Nur eine Woche nach der 4:0-Gala gegen den SV Rödinghausen ist der TuS Erndtebrüch in der Fußball-Oberliga wieder auf dem harten Boden der Tatsachen gelandet. Beim SC Roland Beckum verloren die Schützlinge von Trainer Florian Schnorrenberg unglücklich mit 1:2 (0:0) und versäumten es als erstes Team in dieser Saison den Hausherren eine Heimniederlage beizubringen.

Notgedrungen musste Schnorrenberg im selbst zitierten "Horror-Kreis" (weil es im Kreis Hamm bislang nur Niederlagen gab) seine siegreiche Mannschaft aus der Vorwoche auf zwei Positionen verändern Für den verletzten Markus Waldrich begann Tokio Nakai im Sturmzentrum und überraschend stand auch Jannik von der Heiden als Torhüter zwischen den Pfosten.
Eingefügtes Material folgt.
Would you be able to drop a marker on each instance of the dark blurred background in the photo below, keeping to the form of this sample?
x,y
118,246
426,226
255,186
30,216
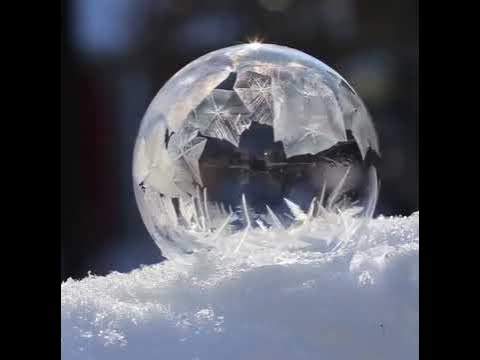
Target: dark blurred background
x,y
116,54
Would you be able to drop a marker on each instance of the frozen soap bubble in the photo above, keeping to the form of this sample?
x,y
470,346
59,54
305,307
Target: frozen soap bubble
x,y
249,138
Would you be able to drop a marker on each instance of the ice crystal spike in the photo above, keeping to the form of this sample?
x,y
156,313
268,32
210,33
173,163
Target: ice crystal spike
x,y
252,138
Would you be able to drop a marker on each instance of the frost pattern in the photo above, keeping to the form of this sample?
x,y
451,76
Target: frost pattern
x,y
222,115
199,223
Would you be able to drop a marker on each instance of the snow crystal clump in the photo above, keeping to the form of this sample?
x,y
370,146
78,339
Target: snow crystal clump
x,y
358,300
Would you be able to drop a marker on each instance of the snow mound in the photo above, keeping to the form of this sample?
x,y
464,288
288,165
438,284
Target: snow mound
x,y
355,301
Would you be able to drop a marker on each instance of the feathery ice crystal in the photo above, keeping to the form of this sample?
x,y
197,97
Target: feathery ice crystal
x,y
253,137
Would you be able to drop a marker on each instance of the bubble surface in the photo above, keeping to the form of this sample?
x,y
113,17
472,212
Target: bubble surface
x,y
248,138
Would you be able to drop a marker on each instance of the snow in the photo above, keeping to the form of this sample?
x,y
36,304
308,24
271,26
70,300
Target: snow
x,y
316,302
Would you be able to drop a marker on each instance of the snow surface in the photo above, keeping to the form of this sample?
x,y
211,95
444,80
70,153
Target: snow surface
x,y
353,302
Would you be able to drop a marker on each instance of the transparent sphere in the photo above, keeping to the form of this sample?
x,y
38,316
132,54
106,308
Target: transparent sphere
x,y
252,137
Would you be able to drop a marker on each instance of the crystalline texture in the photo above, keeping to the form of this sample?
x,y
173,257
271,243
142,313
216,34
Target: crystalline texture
x,y
307,118
253,138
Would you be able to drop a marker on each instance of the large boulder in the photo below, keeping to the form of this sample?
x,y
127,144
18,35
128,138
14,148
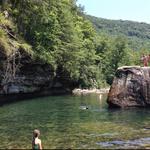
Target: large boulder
x,y
130,87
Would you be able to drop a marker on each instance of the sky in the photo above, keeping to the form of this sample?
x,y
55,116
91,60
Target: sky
x,y
134,10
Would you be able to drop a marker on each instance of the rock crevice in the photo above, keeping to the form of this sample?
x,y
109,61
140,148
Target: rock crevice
x,y
130,87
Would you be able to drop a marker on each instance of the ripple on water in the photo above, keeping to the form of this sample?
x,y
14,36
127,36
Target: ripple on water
x,y
126,144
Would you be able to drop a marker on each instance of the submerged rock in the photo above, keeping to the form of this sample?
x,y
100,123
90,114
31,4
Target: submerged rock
x,y
130,87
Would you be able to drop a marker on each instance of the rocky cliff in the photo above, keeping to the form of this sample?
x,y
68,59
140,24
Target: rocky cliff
x,y
22,74
130,87
32,78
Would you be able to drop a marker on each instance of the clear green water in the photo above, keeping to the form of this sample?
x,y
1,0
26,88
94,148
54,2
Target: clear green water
x,y
65,124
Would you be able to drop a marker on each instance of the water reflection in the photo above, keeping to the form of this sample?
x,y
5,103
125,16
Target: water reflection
x,y
65,123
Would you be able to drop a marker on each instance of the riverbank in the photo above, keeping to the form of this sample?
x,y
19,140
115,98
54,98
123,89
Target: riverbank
x,y
89,91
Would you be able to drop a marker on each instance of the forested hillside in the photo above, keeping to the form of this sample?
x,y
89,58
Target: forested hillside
x,y
138,34
58,35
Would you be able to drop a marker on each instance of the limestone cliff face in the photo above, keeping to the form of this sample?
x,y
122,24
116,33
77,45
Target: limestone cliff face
x,y
32,78
130,87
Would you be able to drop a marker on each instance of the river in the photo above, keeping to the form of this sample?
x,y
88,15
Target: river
x,y
66,124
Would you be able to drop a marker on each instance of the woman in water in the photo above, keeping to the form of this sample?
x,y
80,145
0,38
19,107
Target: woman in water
x,y
36,142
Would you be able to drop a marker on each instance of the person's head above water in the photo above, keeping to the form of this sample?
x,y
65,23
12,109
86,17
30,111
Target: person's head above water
x,y
36,133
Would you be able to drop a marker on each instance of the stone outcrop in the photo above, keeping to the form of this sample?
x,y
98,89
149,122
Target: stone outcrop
x,y
33,78
130,87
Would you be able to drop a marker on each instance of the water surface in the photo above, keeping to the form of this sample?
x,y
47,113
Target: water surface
x,y
65,123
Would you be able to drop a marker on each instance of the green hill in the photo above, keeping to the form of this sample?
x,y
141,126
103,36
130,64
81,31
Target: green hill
x,y
138,34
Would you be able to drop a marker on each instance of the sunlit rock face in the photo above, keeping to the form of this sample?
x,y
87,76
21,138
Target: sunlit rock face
x,y
130,87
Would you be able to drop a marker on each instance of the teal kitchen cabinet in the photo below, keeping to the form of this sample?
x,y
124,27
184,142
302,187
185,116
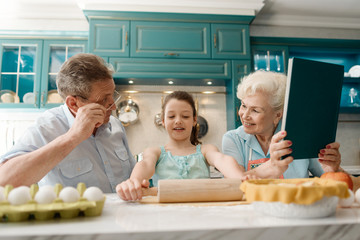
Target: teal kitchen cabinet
x,y
109,38
177,70
170,39
154,48
20,73
240,68
230,41
28,71
56,52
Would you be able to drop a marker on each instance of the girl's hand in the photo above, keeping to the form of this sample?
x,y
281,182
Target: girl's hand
x,y
330,157
249,177
278,149
130,189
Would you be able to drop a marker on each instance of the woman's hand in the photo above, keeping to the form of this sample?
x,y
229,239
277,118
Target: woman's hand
x,y
130,189
278,149
330,157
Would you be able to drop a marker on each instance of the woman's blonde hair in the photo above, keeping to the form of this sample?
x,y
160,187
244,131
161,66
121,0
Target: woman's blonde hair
x,y
272,84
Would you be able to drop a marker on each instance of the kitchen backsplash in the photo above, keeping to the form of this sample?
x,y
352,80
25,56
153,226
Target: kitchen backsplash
x,y
145,133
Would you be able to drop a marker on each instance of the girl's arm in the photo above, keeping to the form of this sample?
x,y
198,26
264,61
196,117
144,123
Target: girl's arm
x,y
142,172
227,165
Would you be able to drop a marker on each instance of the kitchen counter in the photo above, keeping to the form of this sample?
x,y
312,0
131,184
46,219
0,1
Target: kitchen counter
x,y
132,220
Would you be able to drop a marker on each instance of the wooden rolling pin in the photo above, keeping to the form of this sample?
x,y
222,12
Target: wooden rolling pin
x,y
196,190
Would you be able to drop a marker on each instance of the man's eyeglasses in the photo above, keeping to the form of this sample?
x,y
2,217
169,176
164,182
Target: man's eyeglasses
x,y
116,98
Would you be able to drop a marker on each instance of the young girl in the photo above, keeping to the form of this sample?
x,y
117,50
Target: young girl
x,y
183,157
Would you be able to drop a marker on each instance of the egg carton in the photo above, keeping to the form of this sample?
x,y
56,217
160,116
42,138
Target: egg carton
x,y
58,208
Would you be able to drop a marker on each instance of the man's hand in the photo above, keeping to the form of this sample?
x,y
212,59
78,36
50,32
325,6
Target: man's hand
x,y
88,117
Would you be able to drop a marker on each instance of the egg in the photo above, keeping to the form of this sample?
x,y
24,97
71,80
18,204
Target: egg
x,y
19,195
357,196
93,194
347,202
46,194
69,194
2,194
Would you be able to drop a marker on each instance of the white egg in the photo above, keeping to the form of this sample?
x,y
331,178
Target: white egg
x,y
347,202
19,195
69,194
357,196
46,194
93,194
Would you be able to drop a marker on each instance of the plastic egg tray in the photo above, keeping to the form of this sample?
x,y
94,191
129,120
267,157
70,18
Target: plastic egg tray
x,y
57,209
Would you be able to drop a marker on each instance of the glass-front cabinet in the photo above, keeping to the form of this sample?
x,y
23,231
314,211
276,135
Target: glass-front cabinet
x,y
55,54
20,72
28,70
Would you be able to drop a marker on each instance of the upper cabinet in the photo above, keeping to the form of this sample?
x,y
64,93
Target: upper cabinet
x,y
20,71
230,41
109,38
169,36
170,39
28,70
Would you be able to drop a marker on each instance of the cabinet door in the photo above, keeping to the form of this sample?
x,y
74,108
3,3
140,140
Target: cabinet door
x,y
158,71
230,41
56,52
170,39
240,68
109,38
20,66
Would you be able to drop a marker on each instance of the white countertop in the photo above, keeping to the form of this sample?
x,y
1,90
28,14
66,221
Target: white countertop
x,y
131,220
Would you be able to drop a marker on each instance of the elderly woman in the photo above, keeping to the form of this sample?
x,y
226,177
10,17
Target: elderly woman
x,y
259,139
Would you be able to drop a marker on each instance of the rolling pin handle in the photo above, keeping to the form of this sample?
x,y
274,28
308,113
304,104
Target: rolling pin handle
x,y
149,191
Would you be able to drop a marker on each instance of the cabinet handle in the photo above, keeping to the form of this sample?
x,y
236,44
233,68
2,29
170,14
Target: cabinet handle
x,y
237,114
127,38
172,54
42,99
215,41
36,93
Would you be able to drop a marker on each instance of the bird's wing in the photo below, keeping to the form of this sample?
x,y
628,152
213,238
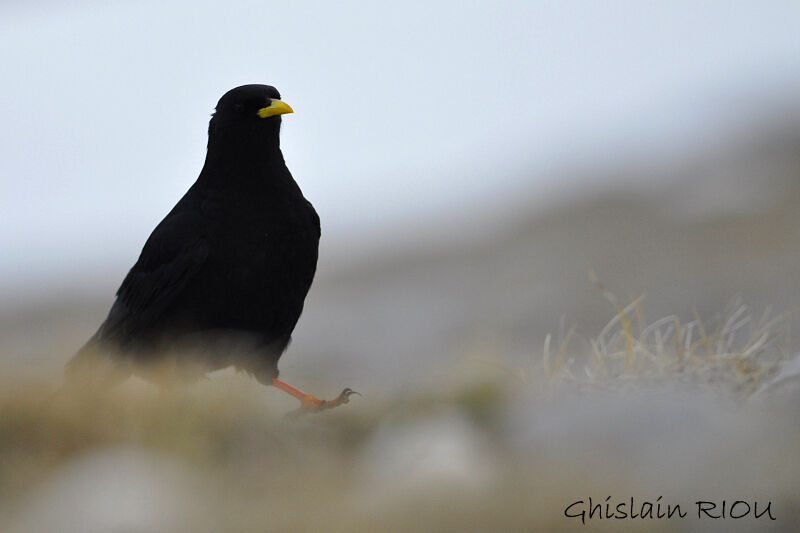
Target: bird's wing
x,y
174,253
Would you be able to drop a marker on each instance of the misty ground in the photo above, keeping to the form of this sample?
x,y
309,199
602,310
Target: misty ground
x,y
494,393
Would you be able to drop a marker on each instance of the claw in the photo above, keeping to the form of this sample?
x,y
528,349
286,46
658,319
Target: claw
x,y
312,404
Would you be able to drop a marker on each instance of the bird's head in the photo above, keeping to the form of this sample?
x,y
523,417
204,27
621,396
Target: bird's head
x,y
249,110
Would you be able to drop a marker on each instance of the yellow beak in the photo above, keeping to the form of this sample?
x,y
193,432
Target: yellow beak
x,y
275,107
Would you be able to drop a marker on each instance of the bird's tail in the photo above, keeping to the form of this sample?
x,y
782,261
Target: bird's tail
x,y
95,366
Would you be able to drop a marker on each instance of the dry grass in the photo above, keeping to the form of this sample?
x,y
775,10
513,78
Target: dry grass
x,y
640,410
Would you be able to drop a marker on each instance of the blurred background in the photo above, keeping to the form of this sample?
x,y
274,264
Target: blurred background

Stammtorhüter Timo Bäcker fuhr erst um kurz nach 14 Uhr mit seinem Pkw in Roland vor, so dass ein Einsatz zu diesem Zeitpunkt natürlich völlig außer Frage stand.

"Ich möchte mich dazu nicht äußern, aber es kann schon sein, dass diese Aktion noch ein größeres Nachspiel hat", deutete der Brachbacher an, dass diese, im Übrigen nicht erste Verfehlung Bäckers, den Keeper noch teuer zu stehen kommen könnte.

Die Hausherren, zugleich das beste Heimteam der Liga, demonstrierten vor allem in Durchgang eins, warum sie zu den besten Teams der Liga gehören. Joseph Laumann vorne im Sturmzentrum, Mike Pihl auf der linken Seite, Yakup Köse über rechts und Suri Ucar zentral hinter der Spitze sorgten für reichlich Unruhe in der Hintermannschaft der Wittgensteiner. Ein Treffer gelang den Gästen auch auf Grund der tadellosen Leistung des Bäcker-Vertreters von der Heiden nicht.

In der zweiten Hälfte änderte sich dann das Bild. Erndtebrück kam besser ins Spiel und erzielte durch André Schilamow auch die 1:0-Führung. Der frühere Bergisch Gladbacher setzte sich auf der rechten Seite gut durch und erzielte acht Minuten nach der Pause das 1:0. Als Tokio Nakai die große Chance zum 2:0 vergab, erzielte Sven Höveler den 1:1-Ausgleich (65.) für Beckum. Und auch nach diesem Treffer hatten die Erndtebrücker gute Möglichkeiten erneut in Front zu ziehen. Aber Schilamow Özgür Öncü, Anis Saidi und Nakai konnten ihre Gelegenheiten nicht nutzen.

"Jetzt wird es langsam mal Zeit, dass der Lernprozess abgeschlossen ist und wir mal unser Chancen reinmachen. Auch wenn wir nach dem Spiel wieder lobende Worte des gegnerischen Trainers bekommen und er von der bislang besten Mannschaft sprach, die sich dort vorgestellt hat, kann ich das langsam nicht mehr hören. Wir müssen unsere Chancen nutzen und auch mal den Ertrag einfahren", ärgerte sich der A-Lizenz-Inhaber.

Als wäre es nicht Strafe genug, dass die Erndtebrücker nicht den Siegtreffer  in der Fremde erzielten, mussten sie in der 72. Minute auch noch das 1:2 (72.) durch Yakup Höse hinnehmen. Durch diese Niederlage fällt der TuS auf Rang neun zurück.